Reel Talk: EIFFing good festival
It's roughly the mid-point of the 66th Edinburgh International Film Festival. I’m sitting in the Filmhouse bar, the festival's main hub, and I feel enveloped in a kind of cinephilic bonhomie. Two swishy-haired hipsters to my right are practically vibrating with excitement as they clutch their tickets for Kotoko, the new film from Japanese cyberpunk maestro Shinya Tsukamoto. At an adjacent table a trio of filmmakers are arguing about a movie I don't think I've seen yet – something about human trafficking, I think. One of them loves it, another hates it, and one of them is flirting outrageously with the one in the pro camp and so sides with him. Behind me a sweet middle-aged couple are tucking into a late supper and discussing Mark Cousins’ penis, which I presume they just witnessed on screen at the world premiere of his indulgent, playful, open-hearted and charming new feature What Is This Film Called Love?
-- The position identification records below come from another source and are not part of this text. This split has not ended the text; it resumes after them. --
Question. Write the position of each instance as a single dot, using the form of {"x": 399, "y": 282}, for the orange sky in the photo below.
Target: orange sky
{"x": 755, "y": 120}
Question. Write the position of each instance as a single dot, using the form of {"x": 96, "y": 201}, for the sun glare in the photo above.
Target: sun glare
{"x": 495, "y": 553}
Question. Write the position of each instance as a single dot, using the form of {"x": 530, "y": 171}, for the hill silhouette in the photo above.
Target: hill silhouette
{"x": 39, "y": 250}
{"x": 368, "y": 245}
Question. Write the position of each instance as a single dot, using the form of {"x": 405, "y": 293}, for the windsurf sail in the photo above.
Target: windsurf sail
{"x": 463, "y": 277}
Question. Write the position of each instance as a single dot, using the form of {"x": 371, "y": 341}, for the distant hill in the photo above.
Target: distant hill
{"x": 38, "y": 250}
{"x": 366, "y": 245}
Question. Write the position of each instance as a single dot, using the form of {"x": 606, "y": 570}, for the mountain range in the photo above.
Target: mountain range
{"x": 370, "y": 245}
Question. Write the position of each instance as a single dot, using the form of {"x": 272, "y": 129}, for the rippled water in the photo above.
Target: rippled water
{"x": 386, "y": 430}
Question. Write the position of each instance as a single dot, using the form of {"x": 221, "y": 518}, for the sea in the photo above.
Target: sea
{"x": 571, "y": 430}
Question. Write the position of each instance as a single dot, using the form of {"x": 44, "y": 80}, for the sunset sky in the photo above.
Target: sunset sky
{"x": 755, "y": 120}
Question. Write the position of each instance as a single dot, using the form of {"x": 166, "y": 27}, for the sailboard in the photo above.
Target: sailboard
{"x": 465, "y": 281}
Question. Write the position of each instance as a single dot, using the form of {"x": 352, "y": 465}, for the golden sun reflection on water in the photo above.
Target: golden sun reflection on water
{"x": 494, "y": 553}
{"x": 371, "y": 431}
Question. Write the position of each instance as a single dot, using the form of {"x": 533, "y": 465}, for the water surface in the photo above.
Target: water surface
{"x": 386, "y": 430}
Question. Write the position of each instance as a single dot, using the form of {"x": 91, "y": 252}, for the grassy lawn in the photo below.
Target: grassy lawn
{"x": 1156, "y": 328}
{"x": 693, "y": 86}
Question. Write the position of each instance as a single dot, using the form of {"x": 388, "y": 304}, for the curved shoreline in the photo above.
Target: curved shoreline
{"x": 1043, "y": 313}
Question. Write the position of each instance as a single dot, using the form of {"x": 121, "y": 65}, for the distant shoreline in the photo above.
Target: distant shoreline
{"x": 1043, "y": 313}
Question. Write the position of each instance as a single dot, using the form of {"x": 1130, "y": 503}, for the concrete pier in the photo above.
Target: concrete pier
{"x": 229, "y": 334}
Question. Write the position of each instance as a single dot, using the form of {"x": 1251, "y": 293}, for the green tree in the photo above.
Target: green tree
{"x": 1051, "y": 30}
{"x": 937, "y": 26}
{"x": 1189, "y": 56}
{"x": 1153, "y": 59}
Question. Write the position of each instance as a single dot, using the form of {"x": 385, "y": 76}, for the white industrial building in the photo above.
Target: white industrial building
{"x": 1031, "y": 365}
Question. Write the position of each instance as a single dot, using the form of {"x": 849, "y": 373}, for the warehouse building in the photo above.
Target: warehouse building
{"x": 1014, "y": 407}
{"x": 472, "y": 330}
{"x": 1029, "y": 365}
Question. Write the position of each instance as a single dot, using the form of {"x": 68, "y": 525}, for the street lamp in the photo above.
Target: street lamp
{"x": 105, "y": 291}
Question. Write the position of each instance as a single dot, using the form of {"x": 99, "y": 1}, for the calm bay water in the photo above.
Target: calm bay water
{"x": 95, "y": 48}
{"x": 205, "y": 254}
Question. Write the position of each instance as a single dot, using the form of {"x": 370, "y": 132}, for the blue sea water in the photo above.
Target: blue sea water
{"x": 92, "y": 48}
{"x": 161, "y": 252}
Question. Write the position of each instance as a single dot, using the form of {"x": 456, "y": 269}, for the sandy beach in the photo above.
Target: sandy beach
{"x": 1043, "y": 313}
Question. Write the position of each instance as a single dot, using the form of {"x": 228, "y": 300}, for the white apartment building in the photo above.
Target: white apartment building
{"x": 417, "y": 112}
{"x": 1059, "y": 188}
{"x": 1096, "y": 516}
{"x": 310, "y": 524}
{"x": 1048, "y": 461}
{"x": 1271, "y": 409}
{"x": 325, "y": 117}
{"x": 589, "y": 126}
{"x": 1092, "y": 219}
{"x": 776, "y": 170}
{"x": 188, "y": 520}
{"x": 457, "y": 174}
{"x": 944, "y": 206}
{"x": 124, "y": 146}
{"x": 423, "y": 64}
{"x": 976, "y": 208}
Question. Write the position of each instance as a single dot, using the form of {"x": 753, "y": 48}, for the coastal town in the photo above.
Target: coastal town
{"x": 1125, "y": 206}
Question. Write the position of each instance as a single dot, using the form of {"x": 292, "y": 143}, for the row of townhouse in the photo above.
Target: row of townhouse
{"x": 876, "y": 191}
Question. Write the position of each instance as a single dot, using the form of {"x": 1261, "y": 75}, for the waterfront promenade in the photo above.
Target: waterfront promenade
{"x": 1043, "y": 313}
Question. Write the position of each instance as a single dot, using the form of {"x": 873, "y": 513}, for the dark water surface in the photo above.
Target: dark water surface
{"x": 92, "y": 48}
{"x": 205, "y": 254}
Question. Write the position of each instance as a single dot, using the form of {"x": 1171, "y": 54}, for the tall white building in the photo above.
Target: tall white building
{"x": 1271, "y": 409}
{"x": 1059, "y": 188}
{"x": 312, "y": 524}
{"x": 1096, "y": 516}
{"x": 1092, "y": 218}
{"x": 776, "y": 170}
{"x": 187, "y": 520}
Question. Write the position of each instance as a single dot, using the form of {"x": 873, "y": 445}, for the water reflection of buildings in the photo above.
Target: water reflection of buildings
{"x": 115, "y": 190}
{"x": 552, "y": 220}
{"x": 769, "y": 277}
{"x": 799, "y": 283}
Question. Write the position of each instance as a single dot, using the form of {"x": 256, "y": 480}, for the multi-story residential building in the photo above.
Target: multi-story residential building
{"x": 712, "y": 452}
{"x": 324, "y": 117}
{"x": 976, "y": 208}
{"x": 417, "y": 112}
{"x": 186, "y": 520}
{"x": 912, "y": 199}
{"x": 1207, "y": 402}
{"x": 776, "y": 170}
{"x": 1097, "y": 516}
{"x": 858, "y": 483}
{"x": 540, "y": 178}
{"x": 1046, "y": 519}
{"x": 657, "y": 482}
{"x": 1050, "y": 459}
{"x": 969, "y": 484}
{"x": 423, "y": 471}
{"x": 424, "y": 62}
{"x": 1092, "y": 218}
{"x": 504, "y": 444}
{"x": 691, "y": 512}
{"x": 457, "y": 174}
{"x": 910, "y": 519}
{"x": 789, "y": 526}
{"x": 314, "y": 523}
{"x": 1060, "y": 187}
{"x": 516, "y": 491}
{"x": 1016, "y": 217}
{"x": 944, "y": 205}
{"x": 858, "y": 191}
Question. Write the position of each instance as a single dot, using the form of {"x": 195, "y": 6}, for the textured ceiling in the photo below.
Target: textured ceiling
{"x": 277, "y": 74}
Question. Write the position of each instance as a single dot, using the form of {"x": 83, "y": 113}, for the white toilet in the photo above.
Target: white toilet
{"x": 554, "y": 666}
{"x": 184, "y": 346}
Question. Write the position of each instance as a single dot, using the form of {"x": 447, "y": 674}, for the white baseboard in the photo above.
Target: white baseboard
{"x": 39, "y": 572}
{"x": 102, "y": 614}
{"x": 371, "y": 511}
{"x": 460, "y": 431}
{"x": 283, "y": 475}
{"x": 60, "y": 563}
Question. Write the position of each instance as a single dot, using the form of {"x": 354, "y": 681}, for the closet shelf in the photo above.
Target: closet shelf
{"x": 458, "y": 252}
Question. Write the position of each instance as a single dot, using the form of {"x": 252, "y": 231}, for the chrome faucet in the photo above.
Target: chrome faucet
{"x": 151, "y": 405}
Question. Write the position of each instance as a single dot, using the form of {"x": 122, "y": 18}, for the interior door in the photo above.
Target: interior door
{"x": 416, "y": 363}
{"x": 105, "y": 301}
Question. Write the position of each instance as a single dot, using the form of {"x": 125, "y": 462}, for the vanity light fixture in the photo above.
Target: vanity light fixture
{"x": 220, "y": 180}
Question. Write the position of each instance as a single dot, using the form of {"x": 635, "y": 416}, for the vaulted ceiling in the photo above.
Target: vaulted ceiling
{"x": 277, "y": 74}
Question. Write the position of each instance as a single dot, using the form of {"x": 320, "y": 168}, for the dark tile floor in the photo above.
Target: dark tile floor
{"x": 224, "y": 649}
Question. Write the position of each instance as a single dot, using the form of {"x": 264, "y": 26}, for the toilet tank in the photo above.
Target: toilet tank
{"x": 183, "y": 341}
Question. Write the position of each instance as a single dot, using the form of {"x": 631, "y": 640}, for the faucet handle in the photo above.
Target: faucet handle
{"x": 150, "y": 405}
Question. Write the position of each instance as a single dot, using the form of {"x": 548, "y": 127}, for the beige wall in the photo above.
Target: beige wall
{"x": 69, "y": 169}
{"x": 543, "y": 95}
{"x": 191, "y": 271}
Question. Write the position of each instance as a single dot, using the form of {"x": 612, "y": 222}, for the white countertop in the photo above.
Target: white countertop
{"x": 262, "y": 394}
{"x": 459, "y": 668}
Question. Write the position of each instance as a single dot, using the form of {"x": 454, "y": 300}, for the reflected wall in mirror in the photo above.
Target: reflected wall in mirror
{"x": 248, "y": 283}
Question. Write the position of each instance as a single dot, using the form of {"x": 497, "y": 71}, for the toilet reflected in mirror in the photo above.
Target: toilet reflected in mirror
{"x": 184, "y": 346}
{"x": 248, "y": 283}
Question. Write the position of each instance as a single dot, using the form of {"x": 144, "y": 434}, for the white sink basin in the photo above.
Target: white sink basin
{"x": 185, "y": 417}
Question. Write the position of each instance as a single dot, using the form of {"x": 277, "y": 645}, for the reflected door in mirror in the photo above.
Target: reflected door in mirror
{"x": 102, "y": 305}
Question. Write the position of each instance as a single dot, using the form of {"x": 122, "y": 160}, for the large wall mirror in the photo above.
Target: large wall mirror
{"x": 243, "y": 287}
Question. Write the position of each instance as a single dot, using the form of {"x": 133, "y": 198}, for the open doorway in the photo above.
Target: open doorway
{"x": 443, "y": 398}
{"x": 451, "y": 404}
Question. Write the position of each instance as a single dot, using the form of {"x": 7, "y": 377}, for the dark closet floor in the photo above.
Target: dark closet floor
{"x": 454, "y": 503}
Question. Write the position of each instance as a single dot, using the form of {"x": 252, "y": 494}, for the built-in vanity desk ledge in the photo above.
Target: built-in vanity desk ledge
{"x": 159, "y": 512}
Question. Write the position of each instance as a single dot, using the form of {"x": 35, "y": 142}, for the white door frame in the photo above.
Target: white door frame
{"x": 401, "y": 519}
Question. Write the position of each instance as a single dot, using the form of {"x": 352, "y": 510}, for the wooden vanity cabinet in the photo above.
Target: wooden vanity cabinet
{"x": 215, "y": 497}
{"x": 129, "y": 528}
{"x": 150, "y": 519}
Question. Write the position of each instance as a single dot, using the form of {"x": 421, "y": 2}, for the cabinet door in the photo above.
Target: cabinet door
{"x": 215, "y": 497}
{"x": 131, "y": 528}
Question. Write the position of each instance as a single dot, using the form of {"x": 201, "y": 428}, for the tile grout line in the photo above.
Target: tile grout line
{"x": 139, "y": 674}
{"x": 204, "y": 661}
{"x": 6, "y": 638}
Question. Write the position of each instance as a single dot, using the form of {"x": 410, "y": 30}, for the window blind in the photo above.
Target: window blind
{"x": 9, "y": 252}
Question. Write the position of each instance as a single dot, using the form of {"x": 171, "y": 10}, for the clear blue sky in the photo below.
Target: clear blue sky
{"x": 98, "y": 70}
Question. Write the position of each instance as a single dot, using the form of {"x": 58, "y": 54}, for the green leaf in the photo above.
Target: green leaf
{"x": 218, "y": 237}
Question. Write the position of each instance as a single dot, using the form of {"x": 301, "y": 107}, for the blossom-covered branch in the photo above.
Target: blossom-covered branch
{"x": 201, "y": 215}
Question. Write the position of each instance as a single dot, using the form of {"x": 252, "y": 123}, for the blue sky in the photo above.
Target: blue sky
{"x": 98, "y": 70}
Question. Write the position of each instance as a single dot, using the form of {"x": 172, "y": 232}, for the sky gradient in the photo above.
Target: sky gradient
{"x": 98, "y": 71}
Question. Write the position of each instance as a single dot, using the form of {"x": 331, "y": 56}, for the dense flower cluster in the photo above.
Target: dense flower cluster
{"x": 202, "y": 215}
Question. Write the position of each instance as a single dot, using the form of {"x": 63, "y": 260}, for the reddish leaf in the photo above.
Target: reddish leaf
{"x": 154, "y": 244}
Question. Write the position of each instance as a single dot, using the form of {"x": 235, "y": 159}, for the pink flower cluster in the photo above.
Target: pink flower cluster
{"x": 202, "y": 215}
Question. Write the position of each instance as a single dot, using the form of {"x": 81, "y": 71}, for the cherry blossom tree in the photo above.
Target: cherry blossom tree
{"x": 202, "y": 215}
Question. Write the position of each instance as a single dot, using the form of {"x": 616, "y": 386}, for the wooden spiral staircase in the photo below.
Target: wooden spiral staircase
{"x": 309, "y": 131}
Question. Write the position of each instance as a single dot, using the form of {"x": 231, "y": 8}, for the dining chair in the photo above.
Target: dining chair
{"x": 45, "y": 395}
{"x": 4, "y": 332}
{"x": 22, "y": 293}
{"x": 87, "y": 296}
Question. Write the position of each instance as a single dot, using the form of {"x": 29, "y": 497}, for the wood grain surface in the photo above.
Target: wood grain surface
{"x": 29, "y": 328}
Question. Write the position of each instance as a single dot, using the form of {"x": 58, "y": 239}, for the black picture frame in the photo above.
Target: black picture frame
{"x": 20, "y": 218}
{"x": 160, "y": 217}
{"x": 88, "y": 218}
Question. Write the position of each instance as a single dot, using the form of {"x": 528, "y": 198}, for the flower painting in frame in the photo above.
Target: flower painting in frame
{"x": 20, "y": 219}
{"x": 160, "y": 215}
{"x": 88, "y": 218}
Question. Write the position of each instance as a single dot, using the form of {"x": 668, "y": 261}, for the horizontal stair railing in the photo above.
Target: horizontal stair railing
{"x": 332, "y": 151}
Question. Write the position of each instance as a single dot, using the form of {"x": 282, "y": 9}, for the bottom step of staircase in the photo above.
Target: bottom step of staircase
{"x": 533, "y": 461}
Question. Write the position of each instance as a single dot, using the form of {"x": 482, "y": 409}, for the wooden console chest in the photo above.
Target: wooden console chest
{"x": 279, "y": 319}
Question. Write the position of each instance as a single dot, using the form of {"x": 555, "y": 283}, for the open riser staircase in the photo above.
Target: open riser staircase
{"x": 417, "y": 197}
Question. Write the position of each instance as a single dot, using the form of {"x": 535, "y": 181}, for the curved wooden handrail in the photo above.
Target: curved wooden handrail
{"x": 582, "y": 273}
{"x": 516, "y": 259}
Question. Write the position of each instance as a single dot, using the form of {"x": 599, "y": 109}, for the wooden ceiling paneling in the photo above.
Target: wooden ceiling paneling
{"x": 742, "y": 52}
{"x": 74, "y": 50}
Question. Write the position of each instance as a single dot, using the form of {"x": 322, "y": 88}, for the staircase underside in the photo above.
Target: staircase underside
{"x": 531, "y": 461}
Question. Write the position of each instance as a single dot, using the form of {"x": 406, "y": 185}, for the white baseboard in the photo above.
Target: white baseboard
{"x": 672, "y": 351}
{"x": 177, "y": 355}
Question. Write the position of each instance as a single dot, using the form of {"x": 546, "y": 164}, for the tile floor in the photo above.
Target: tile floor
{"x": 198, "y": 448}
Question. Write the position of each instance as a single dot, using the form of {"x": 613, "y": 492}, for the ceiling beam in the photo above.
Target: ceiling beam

A couple of hours later I chat to an EIFF programmer who’s delighted that a film she selected has just gone down well at its first public screening; all the staff at this year's festival have smiles on their faces, in fact. If I’d had a similar night observing Filmhouse last year I’d have found about as much love and goodwill as there is in the average Richard Littlejohn column.
It’s tempting to heap the praise for this turnaround on to incumbent artistic director Chris Fujiwara. The festival team is pretty much unchanged from last year, but under his cineliterate guidance the curation feels confident – everyone seems like they’re pulling in the same direction.
Praise should also go to the paying public. I’ve not heard any official word on box-office figures yet, but judging from the public screenings I’ve attended there’s an adventurous audience in Edinburgh willing to shell out £9 a ticket on hard sells like late night screenings of punky satires from the Philippines, documentaries on coal mining from China and a retrospective of a Japanese filmmaker (Shinji Somai) who's even less well known in the UK than the contestants from Big Brother 4.
There’s still room for improvement (for example: the once great Night Moves strand was pretty shoddy this year – Irish creature feature Grabbers being the exception), but I'm happy to report that EIFF looks to be off the ropes and finding its feet.